According to the announcement, development for the service ended this month, after Microsoft put a stop to support for Windows XP. “Windows 8/7/Vista and later offer integrated support for encrypted disks and virtual disk images. […] You should migrate any data encrypted by TrueCrypt to encrypted disks or virtual disk images supported on your platform,” developers said.
The site advises users on using BitLocker and offers a quick guide on how to migrate the data to the new tool.
Visitors of the regular truecrypt.org site have found themselves to be forwarded to the program’s home page on sourceforge.net, to a page that seeks to help users transition to a life without TrueCrypt.
While many have hoped that the site was hacked and that it was all a hoax, there’s been no big changes to the WHOIS and DNS records for the site, which most likely indicates that it’s all real.
Furthermore, the latest TrueCrypt version, which was uploaded a couple of days ago, displays the same key used to sign the previous installer file released back in January, effectively proving that everything is real.
TrueCrypt has been around for more than a decade as a free tool to add a protective layer to online private content. It quickly became the go-to program for people who wanted to encrypt sensitive files or entire hard drives.
TrueCrypt is a tool that was endorsed by Edward Snowden, the whistleblower who revealed the NSA’s mass surveillance apparatus to the world. Before he stole and shared the files from the intelligence agency, Snowden hosted a CryptoParty in Hawaii, where he talked about how the open source tool could be used to keep information safe from those who weren’t supposed to lay eyes on the data.
The tool even underwent a thorough audit last year, following media revelations that the NSA had been trying to install its own backdoors into encryption tools. Given its wide use, this was a particularly important topic, but the investigation didn’t reveal any problems.
This makes the warning about the fact that TrueCrypt is not secure that much more baffling and has sparked a lot of discussions online, especially on Twitter.

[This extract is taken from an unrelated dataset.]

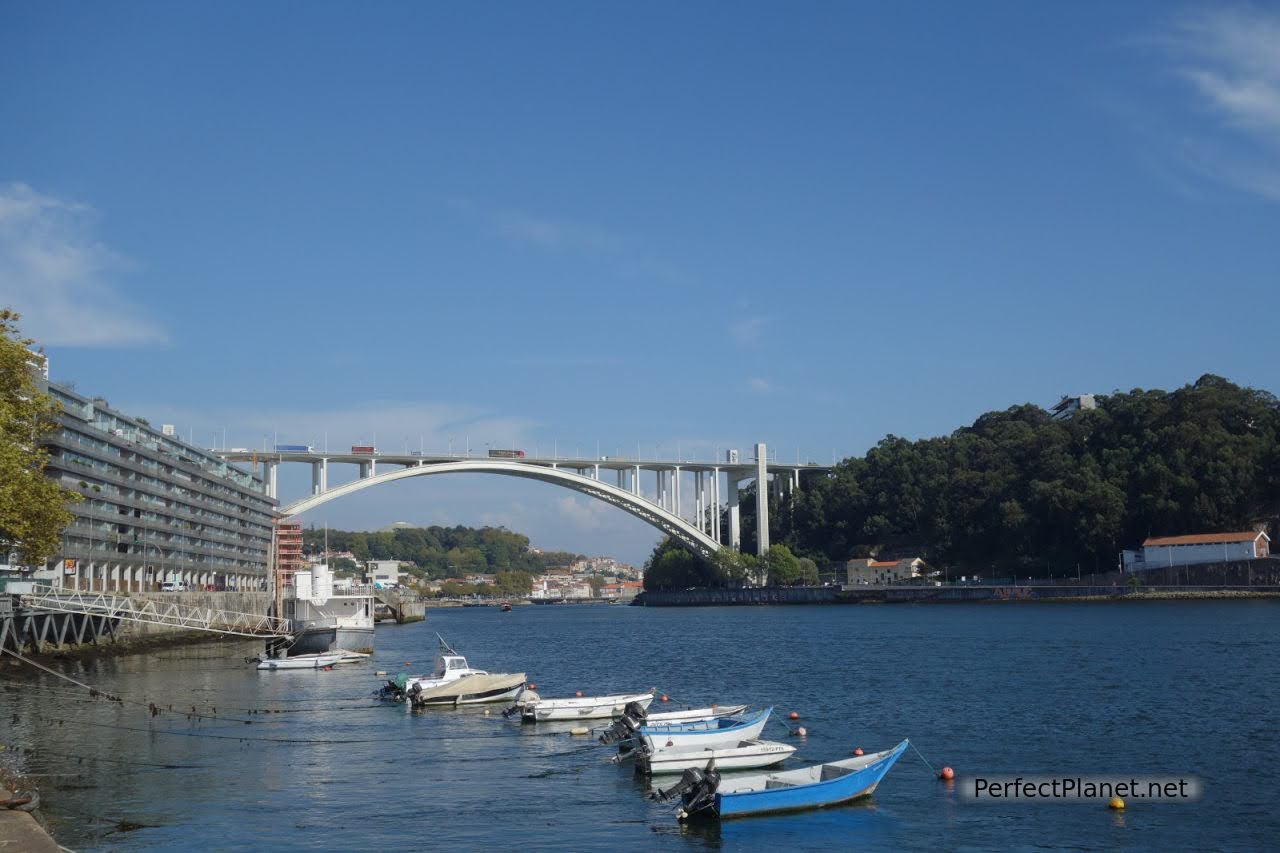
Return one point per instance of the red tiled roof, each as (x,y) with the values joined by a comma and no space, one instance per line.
(1206,538)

Matthew Green, one of the professors specialized in cryptography that handled the audit, was just as surprised about the announcement. However, he confirms that everything appears to be authentic, as he wrote on Twitter.
The suspicions continue to rage on however, particularly due to the suddenness of the decision to shut down a decade-old tool. Cryptographers hope that volunteer programmers will pick up the job.